Crestor is a medicine that lowers “bad” cholesterol and triglycerides and raises “good” cholesterol in the blood. Crestor is part of a treatment program that should also include a low-fat diet and exercise.
Who Should Not Take Crestor?
Do not take Crestor if you:
Have liver problems or have persistently high liver enzymes
Are pregnant or planning to become pregnant. Crestor may harm your unborn baby. If you get pregnant, stop Crestor and call your healthcare professional right away.
Are breast-feeding. It is not known if Crestor can pass into your milk, and if it can harm your baby. You should choose to either take Crestor or breastfeed, but not both.
Are allergic to Crestor or any of its ingredients
Crestor has not been studied in children.
What Are The Risks?
Crestor may cause rare, but serious, side effects including:
Muscle damage. Crestor can cause serious muscle damage that can lead to kidney damage. The risk of muscle damage may be increased by taking certain drugs. Crestor should be used with caution if you have kidney problems, advanced age, and hypothyroidism because you are at a greater risk of muscle damage. Tell your healthcare professional if you develop unexplained muscle pain, tenderness, or weakness while on Crestor, particularly if accompanied by malaise or fever.
Liver damage. Crestor can cause liver damage like other lipid lowering medicines. This risk may be increased when Crestor is used with certain medicines. Your healthcare professional may do blood tests to check your liver before you start taking Crestor, and while you take it. Crestor should be used with caution if you have a history of liver disease or drink substantial amounts of alcohol.

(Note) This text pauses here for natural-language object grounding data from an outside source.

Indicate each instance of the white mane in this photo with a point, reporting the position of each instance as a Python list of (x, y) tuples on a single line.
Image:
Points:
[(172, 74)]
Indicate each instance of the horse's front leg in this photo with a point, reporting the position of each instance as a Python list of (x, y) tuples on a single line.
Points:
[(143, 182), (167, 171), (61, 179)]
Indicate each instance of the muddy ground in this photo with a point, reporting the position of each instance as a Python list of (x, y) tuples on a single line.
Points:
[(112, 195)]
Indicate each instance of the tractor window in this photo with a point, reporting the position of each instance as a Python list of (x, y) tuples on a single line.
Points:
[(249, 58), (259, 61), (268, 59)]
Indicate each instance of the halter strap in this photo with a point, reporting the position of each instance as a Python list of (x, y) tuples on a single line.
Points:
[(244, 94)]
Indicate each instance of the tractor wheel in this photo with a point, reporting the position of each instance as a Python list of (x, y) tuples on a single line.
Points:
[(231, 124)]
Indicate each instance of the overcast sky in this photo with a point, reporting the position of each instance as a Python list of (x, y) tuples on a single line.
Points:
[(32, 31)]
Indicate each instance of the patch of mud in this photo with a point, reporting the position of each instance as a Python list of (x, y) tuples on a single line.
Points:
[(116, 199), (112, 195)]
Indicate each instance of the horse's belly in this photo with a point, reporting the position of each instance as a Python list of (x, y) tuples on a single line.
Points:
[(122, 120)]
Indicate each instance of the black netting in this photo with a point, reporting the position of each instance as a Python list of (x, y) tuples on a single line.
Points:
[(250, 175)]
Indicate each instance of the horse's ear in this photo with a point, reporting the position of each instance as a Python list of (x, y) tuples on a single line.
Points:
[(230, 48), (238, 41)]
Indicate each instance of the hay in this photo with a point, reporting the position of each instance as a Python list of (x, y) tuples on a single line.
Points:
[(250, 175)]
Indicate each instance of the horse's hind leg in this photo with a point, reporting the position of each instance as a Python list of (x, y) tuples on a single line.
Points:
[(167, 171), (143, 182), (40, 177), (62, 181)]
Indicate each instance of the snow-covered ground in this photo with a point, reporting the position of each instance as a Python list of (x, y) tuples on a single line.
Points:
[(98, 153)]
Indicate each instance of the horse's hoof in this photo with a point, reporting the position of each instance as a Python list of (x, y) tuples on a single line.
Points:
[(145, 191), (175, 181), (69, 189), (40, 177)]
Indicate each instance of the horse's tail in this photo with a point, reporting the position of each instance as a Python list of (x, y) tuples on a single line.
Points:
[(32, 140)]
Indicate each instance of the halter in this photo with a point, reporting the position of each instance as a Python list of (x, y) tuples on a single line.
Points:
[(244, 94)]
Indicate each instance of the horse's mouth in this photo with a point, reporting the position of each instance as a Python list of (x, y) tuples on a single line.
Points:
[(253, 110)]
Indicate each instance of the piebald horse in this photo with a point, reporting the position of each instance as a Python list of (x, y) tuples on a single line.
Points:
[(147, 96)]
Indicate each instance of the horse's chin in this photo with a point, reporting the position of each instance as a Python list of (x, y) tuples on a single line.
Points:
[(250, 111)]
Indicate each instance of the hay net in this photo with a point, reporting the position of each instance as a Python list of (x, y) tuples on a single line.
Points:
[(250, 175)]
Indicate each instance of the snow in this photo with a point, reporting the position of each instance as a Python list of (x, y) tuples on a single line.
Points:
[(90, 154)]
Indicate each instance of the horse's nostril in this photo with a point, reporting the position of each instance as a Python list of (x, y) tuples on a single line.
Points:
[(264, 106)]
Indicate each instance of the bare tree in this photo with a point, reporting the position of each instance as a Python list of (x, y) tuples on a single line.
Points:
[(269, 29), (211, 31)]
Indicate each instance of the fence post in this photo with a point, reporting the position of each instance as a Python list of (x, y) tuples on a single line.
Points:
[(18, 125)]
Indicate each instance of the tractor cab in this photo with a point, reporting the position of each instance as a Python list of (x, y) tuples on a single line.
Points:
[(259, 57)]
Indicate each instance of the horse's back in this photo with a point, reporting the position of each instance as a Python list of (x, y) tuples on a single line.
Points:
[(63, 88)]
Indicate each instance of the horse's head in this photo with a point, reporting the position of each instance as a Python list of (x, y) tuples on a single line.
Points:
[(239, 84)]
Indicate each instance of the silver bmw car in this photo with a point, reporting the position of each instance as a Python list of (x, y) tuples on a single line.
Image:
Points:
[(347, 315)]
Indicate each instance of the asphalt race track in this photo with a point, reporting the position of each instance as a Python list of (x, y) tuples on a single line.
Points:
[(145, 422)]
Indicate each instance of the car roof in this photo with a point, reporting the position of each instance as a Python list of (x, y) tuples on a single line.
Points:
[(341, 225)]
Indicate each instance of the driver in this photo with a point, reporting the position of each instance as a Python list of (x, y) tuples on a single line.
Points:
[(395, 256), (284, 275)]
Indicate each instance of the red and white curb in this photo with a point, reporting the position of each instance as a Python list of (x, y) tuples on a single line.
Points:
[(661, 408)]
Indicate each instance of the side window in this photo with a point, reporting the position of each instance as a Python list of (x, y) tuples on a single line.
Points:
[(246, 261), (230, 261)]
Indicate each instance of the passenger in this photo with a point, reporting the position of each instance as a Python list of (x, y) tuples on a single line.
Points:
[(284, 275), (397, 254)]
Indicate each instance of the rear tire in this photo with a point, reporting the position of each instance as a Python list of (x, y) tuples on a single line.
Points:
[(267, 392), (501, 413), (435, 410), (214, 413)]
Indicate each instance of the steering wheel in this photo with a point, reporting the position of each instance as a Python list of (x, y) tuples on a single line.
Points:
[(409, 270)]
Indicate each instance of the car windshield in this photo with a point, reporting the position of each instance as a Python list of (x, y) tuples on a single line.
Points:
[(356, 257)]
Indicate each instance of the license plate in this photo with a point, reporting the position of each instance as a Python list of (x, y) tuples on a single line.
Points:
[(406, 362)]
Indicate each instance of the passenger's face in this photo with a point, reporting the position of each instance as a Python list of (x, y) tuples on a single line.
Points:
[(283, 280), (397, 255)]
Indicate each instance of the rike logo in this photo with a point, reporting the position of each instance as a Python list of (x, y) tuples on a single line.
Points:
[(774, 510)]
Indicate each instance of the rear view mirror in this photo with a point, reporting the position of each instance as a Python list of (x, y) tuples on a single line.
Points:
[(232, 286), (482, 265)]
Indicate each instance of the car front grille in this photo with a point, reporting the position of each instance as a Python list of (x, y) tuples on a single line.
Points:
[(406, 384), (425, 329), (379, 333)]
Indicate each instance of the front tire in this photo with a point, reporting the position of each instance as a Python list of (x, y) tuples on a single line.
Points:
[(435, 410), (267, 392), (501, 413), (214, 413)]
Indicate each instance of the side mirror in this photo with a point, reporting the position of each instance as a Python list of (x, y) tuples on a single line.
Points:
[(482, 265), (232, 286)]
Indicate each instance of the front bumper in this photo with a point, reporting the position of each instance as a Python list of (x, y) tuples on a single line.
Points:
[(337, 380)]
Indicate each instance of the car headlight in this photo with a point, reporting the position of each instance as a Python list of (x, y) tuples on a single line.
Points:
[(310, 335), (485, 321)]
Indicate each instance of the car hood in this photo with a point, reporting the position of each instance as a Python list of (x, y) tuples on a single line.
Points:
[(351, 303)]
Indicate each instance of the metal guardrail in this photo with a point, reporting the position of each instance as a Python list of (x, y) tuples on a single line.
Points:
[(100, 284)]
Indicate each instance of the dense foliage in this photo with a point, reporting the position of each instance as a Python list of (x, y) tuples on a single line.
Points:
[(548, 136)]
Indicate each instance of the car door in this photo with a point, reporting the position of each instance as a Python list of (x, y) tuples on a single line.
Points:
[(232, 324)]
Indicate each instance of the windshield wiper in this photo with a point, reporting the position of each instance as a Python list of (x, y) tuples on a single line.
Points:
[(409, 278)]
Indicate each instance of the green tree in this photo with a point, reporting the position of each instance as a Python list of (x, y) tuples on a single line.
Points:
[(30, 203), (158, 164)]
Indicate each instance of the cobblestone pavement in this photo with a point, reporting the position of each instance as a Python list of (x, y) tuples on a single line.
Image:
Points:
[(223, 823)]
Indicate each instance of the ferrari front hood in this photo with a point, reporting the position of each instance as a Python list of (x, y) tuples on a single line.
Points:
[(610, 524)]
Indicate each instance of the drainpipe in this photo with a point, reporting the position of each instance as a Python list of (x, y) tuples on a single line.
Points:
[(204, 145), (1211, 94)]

Other side effects include muscle pain, constipation, weakness, abdominal pain, and nausea
What Should I Tell My Healthcare Professional?
Before starting Crestor, tell your healthcare professional about all your medical conditions, including if you:
Are pregnant or planning to become pregnant
Have liver problems
Have kidney problems
Are There Any Interactions With Drugs Or Foods?
Tell your healthcare professional about all the medicines you take, including prescription and over the counter drugs, and supplements. Crestor and certain medicines may interact with each other causing serious side effects. Crestor and other medicines may affect each other, causing serious side effects. Especially tell your healthcare professional if you take:
Cyclosporine (Gengraf, Neoral, Sandimmune)
Drugs that may decrease the levels or activity of your body’s own steroid hormones. These drugs include ketoconazole (Nizoral), spironolactone (Aldactone), and cimetidine (Tagamet)
Aluminum and magnesium hydroxide combination antacids (for example, Maalox)
How do I take Crestor?
You should be placed on a standard lipid-lowering diet and an exercise routine before receiving Crestor and should continue these during treatment. Crestor can be taken as a single dose at any time of day, with or without food.
The dose range for Crestor is 5 to 40 mg once daily. You should start on the lowest possible dose, and never start with 40 mg. After starting or changing your dose of Crestor, your lipid levels should be checked within 2 to 4 weeks and your dose adjusted as needed.